CAPOTEN Tablets Ref.[6513] Active ingredients: Captopril

Source: Medicines & Healthcare Products Regulatory Agency (GB)  Revision Year: 2017  Publisher: E.R. Squibb & Sons Limited, Uxbridge Business Park, Sanderson Road, Uxbridge, Middlesex UB8 1DH

Contraindications

  1. History of hypersensitivity to captopril, to any of the excipients or any other ACE inhibitor.
  2. History of angioedema associated with previous ACE inhibitor therapy.
  3. Hereditary/idiopathic angioneurotic oedema.
  4. Second and third trimester of pregnancy (see sections 4.4 and 4.6)
  5. Lactation (see section 4.6).
  6. The concomitant use of Capoten with aliskiren-containing products is contraindicated in patients with diabetes mellitus or renal impairment (GFR <60 ml/min/1.73 m2) (see sections 4.5 and 5.1).

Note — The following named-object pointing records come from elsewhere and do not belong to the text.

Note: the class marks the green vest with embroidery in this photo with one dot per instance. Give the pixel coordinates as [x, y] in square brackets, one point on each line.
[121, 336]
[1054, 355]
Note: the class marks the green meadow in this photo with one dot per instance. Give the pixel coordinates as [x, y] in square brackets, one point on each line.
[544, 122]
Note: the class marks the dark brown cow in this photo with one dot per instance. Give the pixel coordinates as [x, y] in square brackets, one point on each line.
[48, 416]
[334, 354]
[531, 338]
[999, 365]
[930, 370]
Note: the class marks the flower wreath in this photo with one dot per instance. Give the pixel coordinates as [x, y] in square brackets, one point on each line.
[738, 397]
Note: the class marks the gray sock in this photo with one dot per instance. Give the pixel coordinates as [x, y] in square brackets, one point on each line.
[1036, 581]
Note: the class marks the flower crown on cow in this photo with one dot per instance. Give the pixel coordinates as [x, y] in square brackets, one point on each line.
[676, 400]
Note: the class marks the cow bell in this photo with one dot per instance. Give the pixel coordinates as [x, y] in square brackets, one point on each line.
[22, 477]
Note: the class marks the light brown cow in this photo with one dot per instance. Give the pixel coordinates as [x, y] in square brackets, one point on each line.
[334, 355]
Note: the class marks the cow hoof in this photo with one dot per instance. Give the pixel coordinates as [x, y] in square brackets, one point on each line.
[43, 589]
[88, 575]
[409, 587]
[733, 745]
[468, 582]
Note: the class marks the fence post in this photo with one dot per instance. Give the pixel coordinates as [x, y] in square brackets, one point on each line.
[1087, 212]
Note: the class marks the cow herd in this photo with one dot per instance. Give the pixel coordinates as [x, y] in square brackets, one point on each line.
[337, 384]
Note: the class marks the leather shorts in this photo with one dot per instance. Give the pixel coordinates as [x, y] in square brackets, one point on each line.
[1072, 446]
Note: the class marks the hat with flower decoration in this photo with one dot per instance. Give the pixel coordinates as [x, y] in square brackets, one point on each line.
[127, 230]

Special warnings and precautions for use

Hypotension

Rarely hypotension is observed in uncomplicated hypertensive patients. Symptomatic hypotension is more likely to occur in hypertensive patients who are volume and/or sodium depleted by vigorous diuretic therapy, dietary salt restriction, diarrhoea, vomiting or haemodialysis. Volume and/or sodium depletion should be corrected before the administration of an ACE inhibitor and a lower starting dose should be considered.

Patients with heart failure are at higher risk of hypotension and a lower starting dose is recommended when initiating therapy with an ACE inhibitor. The magnitude of the decrease is greatest early in the course of treatment; this effect stabilises within a week or two, and generally returns to pre-treatment levels, without a decrease in therapeutic efficacy, within two months. Caution should be used whenever the dose of captopril or diuretic is increased in patients with heart failure.

As with any antihypertensive agent, excessive blood pressure lowering in patients with ischaemic cardiovascular or cerebrovascular disease may increase the risk of myocardial infarction or stroke. If hypotension develops, the patient should be placed in a supine position. Volume repletion with intravenous normal saline may be required.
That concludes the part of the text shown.